Der Gemeinderat der Gemeinde Neubiberg hat in seiner Sitzung am 16.12.2013 beschlossen, den Bebauungsplan Nr. 48 a aus dem Jahr 1993 aufzuheben (§ 2 Abs. 1 i. V. m. § 1 Abs. 8 BauGB).

 

Der Inhalt des Bebauungsplans (detaillierte Regelung zur Errichtung von Wintergärten) wurde durch den rechts­verbindlichen Bebauungs­plan Nr. 22 a „Nachverdichtung Eichen-, Pappel- und Erlenstraße“ ersetzt.

 

Der vom Gemeinderat in seiner Sitzung am 07.04.2014 gebilligte und zur Auslegung bestimmte Entwurf der Satzung über die Auf­­hebung des Bebauungsplans Nr. 48 a der Gemeinde Neubiberg, mit Begründung und Umweltbericht i. d. F. vom 07.04.2014 sowie die nach Ein­schätzung der Gemeinde wesentlichen, bereits vorliegen­den umweltbezogenen Stellungnahmen liegen in der Zeit vom 16.04.2014 – 19.05.2014 im Bauamt der Gemeinde Neubiberg, Rathausplatz 14, 85579 Neubiberg, während der allgemeinen Öffnungszeiten öffentlich aus.

 

Es sind folgende Arten umweltbezogener Informationen verfügbar:

 

Umweltprüfung

Im Zuge der Umweltprüfung konnten keinerlei negativen Feststellungen gemacht werden. Der Inhalt des Bebauungsplans Nr. 48 a wurde im rechtsverbindlichen Bebauungsplan Nr. 22 a „Nachverdichtung Eichen-, Pappel- und Erlenstraße“ neu geregelt.

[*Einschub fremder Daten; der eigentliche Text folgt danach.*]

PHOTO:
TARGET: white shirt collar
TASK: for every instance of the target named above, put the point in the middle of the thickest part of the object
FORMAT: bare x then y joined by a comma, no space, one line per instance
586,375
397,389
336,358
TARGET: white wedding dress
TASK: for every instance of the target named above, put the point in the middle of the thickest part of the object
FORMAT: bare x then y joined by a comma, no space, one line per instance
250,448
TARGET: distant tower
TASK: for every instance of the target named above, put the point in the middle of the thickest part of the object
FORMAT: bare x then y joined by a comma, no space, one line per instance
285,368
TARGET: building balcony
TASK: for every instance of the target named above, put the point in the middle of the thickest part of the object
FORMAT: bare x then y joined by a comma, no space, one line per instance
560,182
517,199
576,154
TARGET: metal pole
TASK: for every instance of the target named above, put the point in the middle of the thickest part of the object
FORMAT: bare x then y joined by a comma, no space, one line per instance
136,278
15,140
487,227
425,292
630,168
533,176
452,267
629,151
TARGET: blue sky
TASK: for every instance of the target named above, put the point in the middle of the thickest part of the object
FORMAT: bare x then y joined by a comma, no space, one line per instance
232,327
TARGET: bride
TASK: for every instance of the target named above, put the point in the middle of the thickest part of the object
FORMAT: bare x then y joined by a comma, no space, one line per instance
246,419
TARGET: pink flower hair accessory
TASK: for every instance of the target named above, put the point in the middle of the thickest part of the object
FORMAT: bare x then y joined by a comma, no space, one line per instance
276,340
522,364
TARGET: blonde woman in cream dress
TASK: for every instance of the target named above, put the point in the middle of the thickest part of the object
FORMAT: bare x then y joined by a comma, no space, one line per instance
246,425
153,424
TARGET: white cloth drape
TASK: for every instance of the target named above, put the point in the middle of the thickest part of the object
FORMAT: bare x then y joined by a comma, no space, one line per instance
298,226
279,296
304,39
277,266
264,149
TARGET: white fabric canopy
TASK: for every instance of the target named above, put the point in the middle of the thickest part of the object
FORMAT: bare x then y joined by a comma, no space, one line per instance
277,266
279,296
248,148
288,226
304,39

Insofern sind durch die Aufhebung des Bebauungsplans Nr. 48 a keine negativen Umweltauswirkungen zu erwarten.

 

Umweltbezogene Stellungnahmen

Seitens der beteiligten Behörden und Träger öffentlicher Belange wurden keine umweltbezogenen Stellungnahmen abgegeben.

 

 

Während der Auslegungsfrist kann sich jedermann über die Planung unterrichten und Stellungnahmen zu dem Entwurf abgeben.

 

Es wird darauf hingewiesen, dass nicht fristgerecht abgegebene Stellungnahmen bei der Beschlussfassung über den Bauleitplan unberücksichtigt bleiben können und dass ein Antrag nach § 47 Verwaltungsgerichtsordnung (VwGO) unzulässig ist, soweit mit ihm nur Einwendungen geltend gemacht werden, die vom Antragsteller im Rahmen der Auslegung nicht oder verspätet geltend gemacht wurden, aber hätten geltend gemacht werden können.